The AICPA’s Statement on Accounting Standards No. 136 (SAS 136) will meaningfully change the audit process for defined contribution plan sponsors. The AICPA issued SAS 136 in July 2019 with the goal of giving readers of the audit report a better understanding of the scope of the audit, as well as clarifying the responsibilities of the plan sponsor and auditor. SAS 136 requires a greater level of written communication to those charged with governance.
Plan sponsors should expect more communication from auditors throughout the audit process. Proactive planning can help to ensure there are no surprises at the end of the audit.
Background on SAS 136
The Department of Labor (DOL) has increased its focus on the quality of retirement plan audits over the past decade. In 2015, the DOL’s Employee Benefits Security Administration (EBSA) conducted a study of 400 audits on plans subject to the 1974 Employee Retirement Income Security Act (ERISA). The study found that nearly four out of 10 audits contained major deficiencies, leading to rejected Form 5500s. The AICPA, working in consultation with the EBSA, issued SAS 136 to improve the consistency and transparency of audits as well as expand the level of communication between auditors and their clients.

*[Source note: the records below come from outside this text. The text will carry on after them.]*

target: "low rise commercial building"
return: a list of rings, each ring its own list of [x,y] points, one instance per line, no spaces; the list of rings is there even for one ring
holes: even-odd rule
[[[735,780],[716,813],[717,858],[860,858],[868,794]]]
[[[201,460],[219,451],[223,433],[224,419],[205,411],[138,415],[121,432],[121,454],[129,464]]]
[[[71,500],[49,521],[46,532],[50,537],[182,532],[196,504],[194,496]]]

In March, BDO published an overview of SAS 136 and its general changes on procedures and documentation, including the introduction of the ERISA Section 103(a)(3)(C) audit in place of the “limited scope” audit. While the new rule is effective for audits covering periods ending on or after December 15, 2021, some auditors have already adopted SAS 136.
Required Communication for Reportable Findings
One major change under SAS 136 is the requirement for auditors to communicate “reportable findings” to those charged with plan governance. SAS 136 takes concepts from three clarified auditing standards (AU-Cs) as the basis for determining a reportable finding. While some of these communications were previously handled verbally, all are now required to be provided in writing.
- AU-C 250: Non-compliance (or suspected non-compliance) with laws and / or regulations
- AU-C 260: Certain findings that the auditor believes are significant and relevant to those charged with governance
- AU-C 265: Deficiencies in internal controls found during the audit that the auditor finds merit management’s attention
Under SAS 136’s AU-C 250, non-compliance with laws and regulations is not a gray area and is always considered a reportable finding. For issues covered by AU-C 260 and AU-C 265, consideration of auditor’s professional judgment in determining what is a reportable finding. This means that all audit findings and controls deficiencies are not necessarily a reportable finding, it is dependent on the facts and circumstances of the audit and plan.
How Plan Sponsors Can Prepare for Audits Under SAS 136
Plan sponsors should have discussions with their auditors to learn about the updated responsibilities under SAS 136. Before the audit commences, plan sponsors and their auditors should collaborate to define issues of importance (above the minimum auditing standard).
In addition, plan sponsors and their auditors should agree upon the extent of interaction during the audit process to discuss audit results and get real-time updates on findings. Doing this kind of planning before the process starts will alleviate surprises. Beyond the benefits to auditors, these planned meetings may aid plan sponsors in identifying common issues that need to be addressed.
Increase Your Engagement in the Audit Process
SAS 136 has many new requirements that are intended to increase the transparency of audit reports as well as the plan sponsors’ involvement in the audit process. The goal is to yield a higher quality audit and ultimately a stronger, better-managed plan. But these positive outcomes won’t occur unless plan sponsors and auditors communicate to ensure that everyone understands the objectives of the audit and roles and responsibilities of the auditor.